An HTTP cookie, web cookie, or simply cookie, is a bit of arbitrary text data that is shared between a web server and a web browser. A cookie is stored on the user's computer in a text file known as a cookie file. The specifics of where cookies are stored differ between browsers. Internet Explorer creates a separate text file for every cookie while Firefox maintains a single text file for every cookie it receives. Ideally, a cookie can only be returned to the same server that created it or by a server on the same Internet domain as the originating server. Most cookies will expire after a certain time. Some expire as soon as the browser is closed. Other cookies are persistent, in that they may be retained for days, weeks, or even longer.

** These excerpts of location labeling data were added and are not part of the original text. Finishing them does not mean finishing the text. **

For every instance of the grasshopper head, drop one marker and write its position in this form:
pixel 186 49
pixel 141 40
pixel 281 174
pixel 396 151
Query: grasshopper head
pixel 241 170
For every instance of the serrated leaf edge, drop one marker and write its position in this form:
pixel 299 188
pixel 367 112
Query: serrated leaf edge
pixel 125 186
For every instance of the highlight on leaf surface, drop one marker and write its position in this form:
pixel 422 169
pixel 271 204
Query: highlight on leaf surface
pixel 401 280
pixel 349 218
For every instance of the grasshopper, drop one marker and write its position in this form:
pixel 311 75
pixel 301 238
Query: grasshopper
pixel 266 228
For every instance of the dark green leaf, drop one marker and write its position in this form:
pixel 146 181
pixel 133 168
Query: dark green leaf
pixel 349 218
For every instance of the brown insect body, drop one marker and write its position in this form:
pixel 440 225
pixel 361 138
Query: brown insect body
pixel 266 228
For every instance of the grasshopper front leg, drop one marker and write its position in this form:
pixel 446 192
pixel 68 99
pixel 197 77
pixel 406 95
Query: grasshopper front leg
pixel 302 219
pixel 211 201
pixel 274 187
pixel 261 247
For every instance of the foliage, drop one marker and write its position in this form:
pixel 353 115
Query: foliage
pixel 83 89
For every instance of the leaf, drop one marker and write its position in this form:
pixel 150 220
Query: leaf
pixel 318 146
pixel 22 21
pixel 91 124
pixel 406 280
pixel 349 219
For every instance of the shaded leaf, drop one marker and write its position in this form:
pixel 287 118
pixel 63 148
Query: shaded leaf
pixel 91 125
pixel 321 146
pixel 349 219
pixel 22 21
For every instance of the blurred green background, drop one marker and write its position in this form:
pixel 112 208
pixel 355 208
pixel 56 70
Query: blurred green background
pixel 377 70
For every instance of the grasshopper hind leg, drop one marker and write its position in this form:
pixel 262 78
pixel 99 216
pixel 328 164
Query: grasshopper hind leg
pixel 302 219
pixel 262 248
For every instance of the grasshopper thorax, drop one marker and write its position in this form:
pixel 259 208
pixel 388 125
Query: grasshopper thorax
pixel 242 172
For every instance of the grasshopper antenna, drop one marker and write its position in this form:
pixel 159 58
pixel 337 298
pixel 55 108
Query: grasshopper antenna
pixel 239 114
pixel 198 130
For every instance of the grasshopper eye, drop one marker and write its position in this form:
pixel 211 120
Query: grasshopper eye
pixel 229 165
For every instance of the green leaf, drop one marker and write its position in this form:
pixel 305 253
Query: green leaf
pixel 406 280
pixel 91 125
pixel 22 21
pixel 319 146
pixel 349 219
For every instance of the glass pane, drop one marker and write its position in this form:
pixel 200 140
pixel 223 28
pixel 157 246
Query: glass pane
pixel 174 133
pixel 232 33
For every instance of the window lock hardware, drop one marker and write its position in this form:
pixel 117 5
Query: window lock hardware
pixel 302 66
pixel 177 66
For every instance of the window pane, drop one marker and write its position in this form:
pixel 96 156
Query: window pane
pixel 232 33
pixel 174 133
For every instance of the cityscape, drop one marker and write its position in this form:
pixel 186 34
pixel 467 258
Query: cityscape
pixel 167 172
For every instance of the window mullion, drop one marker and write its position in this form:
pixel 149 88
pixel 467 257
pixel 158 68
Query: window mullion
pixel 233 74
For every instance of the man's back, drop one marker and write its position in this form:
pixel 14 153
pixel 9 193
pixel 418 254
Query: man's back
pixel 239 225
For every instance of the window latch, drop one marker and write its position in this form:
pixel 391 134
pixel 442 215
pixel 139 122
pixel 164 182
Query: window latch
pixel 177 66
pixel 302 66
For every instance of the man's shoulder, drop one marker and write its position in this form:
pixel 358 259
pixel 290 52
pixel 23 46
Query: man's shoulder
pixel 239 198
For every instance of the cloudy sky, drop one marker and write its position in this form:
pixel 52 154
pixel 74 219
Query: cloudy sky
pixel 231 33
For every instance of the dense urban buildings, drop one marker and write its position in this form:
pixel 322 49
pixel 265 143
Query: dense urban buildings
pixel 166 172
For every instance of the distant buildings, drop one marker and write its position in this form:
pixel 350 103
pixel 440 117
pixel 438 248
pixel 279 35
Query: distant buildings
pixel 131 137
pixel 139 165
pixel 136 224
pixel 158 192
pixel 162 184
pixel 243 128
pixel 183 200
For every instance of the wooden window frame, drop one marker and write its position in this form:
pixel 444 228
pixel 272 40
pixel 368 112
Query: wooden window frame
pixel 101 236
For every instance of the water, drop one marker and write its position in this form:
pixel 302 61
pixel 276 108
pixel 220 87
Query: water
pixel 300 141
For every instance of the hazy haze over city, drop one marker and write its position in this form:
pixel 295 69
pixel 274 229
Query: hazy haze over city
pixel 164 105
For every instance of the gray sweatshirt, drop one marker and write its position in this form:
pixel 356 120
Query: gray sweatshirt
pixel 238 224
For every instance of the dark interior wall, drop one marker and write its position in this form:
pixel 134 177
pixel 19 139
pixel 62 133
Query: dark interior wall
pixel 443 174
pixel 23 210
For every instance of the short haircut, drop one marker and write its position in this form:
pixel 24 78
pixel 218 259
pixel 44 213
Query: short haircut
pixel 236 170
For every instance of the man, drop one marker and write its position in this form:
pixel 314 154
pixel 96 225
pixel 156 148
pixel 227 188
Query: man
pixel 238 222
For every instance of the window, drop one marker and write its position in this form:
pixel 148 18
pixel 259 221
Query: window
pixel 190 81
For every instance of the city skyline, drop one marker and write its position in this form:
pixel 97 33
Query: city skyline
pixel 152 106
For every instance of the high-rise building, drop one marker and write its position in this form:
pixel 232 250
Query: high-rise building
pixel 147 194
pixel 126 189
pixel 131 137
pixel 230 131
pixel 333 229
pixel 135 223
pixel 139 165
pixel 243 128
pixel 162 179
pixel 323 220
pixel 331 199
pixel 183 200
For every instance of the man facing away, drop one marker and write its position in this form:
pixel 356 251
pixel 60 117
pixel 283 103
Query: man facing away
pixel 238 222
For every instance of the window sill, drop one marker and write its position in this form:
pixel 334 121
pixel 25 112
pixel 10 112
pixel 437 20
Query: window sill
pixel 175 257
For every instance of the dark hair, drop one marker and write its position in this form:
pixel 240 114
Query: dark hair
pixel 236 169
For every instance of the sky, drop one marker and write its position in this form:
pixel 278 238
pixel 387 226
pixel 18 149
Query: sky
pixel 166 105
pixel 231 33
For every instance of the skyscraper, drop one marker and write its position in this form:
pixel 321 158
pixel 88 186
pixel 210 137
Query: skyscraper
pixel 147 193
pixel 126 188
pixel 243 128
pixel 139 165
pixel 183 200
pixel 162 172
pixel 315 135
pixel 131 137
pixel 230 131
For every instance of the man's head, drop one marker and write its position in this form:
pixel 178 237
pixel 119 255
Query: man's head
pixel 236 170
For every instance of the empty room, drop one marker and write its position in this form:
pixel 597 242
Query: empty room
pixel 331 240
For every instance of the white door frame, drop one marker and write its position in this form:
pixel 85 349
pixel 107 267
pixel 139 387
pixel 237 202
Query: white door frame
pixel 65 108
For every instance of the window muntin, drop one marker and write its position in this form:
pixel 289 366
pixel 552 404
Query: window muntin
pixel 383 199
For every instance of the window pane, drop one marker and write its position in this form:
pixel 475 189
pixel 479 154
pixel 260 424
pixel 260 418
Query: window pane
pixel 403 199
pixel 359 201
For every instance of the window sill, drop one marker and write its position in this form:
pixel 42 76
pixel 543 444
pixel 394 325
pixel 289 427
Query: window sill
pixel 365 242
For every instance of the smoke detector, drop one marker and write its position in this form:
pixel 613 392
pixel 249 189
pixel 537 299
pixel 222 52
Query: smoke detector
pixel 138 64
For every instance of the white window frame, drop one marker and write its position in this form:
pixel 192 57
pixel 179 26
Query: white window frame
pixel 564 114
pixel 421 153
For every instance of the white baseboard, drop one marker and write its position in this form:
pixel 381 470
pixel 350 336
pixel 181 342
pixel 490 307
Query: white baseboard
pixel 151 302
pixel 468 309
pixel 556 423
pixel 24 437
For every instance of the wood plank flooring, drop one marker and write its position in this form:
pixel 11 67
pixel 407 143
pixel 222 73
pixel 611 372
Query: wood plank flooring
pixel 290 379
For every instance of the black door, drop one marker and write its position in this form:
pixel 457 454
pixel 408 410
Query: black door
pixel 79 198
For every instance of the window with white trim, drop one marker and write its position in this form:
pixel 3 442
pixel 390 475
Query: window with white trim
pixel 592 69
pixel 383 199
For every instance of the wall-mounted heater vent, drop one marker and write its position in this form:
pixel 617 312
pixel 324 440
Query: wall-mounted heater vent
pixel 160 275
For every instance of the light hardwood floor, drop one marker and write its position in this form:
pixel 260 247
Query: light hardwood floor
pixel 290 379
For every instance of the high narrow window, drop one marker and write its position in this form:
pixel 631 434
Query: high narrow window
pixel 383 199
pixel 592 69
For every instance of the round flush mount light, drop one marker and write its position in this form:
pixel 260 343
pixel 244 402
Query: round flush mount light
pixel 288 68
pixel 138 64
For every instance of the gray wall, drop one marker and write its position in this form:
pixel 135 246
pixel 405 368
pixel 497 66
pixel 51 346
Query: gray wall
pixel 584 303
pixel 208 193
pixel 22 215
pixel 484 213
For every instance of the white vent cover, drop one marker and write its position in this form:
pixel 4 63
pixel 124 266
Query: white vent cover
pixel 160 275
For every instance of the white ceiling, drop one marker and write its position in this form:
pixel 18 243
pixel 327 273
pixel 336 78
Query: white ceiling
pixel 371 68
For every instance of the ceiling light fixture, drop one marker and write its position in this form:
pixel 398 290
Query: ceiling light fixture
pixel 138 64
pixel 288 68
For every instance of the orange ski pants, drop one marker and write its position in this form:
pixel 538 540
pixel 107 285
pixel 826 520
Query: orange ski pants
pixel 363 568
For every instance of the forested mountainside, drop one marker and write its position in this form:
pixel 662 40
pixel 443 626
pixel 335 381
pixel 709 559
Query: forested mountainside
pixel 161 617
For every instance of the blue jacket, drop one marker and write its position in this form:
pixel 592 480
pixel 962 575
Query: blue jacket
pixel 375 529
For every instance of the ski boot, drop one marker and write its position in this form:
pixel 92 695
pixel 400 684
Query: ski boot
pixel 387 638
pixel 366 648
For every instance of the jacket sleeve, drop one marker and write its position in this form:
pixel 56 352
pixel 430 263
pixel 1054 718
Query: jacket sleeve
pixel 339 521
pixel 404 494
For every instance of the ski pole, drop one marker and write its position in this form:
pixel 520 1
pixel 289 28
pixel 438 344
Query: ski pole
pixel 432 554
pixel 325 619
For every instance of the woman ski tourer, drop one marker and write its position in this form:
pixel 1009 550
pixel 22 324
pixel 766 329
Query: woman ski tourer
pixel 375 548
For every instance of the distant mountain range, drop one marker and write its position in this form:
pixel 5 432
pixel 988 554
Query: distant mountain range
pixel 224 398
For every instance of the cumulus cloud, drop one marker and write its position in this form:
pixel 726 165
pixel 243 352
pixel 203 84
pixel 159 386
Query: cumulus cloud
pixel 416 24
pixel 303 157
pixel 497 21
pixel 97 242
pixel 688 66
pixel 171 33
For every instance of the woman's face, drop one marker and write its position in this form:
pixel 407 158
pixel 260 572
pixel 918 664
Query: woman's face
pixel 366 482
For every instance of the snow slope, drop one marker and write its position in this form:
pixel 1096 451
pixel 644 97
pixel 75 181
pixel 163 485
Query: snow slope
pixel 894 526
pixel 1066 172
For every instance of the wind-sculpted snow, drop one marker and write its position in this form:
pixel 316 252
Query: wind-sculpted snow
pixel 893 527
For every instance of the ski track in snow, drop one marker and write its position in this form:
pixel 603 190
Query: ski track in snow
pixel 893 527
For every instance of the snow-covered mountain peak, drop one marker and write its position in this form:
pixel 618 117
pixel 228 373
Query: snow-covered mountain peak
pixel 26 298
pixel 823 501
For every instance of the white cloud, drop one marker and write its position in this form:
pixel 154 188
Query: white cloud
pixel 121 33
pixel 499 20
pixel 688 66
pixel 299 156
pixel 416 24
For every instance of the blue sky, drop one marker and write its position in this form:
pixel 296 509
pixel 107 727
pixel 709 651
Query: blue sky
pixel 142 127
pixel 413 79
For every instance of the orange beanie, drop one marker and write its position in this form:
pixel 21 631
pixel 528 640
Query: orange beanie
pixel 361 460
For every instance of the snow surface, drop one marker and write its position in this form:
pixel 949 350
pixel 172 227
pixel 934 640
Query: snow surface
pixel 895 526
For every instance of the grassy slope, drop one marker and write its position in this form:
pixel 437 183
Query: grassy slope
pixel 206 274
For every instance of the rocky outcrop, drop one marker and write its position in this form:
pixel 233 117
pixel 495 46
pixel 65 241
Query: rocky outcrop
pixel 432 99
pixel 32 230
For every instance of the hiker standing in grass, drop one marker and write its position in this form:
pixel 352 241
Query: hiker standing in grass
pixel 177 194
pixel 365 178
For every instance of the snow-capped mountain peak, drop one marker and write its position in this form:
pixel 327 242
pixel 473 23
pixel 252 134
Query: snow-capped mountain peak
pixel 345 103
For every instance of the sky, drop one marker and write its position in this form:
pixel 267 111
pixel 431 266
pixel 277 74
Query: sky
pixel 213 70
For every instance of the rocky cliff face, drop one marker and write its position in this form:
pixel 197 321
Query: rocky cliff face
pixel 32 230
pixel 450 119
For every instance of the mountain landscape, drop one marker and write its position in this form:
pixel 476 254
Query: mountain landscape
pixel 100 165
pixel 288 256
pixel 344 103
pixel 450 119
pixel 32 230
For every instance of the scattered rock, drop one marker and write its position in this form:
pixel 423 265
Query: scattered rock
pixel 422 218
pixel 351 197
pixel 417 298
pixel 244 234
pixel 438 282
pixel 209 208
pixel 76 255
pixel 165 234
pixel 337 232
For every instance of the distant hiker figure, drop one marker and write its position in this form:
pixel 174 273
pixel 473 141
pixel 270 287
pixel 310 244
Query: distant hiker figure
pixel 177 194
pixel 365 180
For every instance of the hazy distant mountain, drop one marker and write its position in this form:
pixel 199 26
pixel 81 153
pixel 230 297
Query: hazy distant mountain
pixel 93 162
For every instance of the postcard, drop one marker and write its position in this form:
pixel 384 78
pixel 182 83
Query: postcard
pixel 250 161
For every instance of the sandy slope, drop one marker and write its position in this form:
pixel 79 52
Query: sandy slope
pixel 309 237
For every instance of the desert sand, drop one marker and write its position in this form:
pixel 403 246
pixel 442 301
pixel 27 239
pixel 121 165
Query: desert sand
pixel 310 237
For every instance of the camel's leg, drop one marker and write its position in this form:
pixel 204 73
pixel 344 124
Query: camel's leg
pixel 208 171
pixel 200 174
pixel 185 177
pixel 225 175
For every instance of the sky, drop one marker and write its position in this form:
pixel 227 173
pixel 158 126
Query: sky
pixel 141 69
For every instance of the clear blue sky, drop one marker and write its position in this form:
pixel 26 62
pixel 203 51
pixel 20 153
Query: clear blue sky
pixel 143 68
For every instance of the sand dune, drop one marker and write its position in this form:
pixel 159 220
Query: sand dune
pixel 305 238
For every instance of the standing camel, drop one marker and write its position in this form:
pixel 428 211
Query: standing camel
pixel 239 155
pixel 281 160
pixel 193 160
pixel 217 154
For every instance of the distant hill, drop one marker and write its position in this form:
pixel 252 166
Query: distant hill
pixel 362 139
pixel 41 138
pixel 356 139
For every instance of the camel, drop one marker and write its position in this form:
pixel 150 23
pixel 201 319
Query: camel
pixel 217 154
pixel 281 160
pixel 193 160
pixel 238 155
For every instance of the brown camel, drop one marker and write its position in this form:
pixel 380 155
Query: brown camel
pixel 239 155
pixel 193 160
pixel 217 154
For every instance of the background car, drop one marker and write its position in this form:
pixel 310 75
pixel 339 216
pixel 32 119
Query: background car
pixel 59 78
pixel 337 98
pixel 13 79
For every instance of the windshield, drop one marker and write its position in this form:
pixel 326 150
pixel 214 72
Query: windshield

Cookies were first introduced by Netscape in 1994 for implementing a virtual shopping cart. Before the introduction of cookies, web transactions between a web browser and a web server were usually stateless. When transactions are performed in a stateless manner, the web server cannot distinguish whether a series of requests for one or more web pages are made by the same user. As far as the server is concerned, every request for a page could come from a different user. As such, no provision can be made to personalize the data sent to the user or to readily authenticate who has the right to view information of a private or personal nature.
By creating a cookie with a unique, arbitrary numeric identifier and sending it back to the user's web browser, the server can then request the cookie back whenever the user requests a page from the server. Based upon the unique identifier, the server can then respond dynamically to the user's request. For example, if Mary successfully logs into her online banking account, the server will return a cookie to authenticate her. As long as she remains logged in (and the cookie is not deleted), Mary will be able to easily move from one page to the next as she checks her account balances, transfers funds between accounts, downloads her monthly statement, and performs other actions. The cookie also ensures that Mary can only access her information and not someone else's.
What Purposes are Cookies Used For?
As mentioned in the previous section, cookies can be used for authenticating a user who has logged into a site and restricting her access only to information associated with her account. Other functions for cookies are web site personalization and virtual shopping carts. In the case of site personalization, the user may choose how the site is to be displayed. Such options can include displaying the site in a particular language, emphasizing certain content such as news feeds, laying out the information in a particular way. An example for Google is that the user may elect to view the page in a foreign language and view the results of a web search thirty items per page. CNN gives the user an option to view either the U.S. or international edition of its news site. In each case, the web server "knows" what the user expects to see because of the information saved on the user's computer in a cookie file.
When shopping on a web site such as Amazon.com or NewEgg.com, every item the user adds to the virtual shopping cart is recorded in a cookie file and referenced by a unique ID. This way, the server can request the cookie file each time the user switches between pages, in order to maintain a current summary of what is in the user's shopping cart and the running total. The shopping cart may even persist between browser sessions, so the user can shut down the computer one day and then revisit the site another day to continue where she left off.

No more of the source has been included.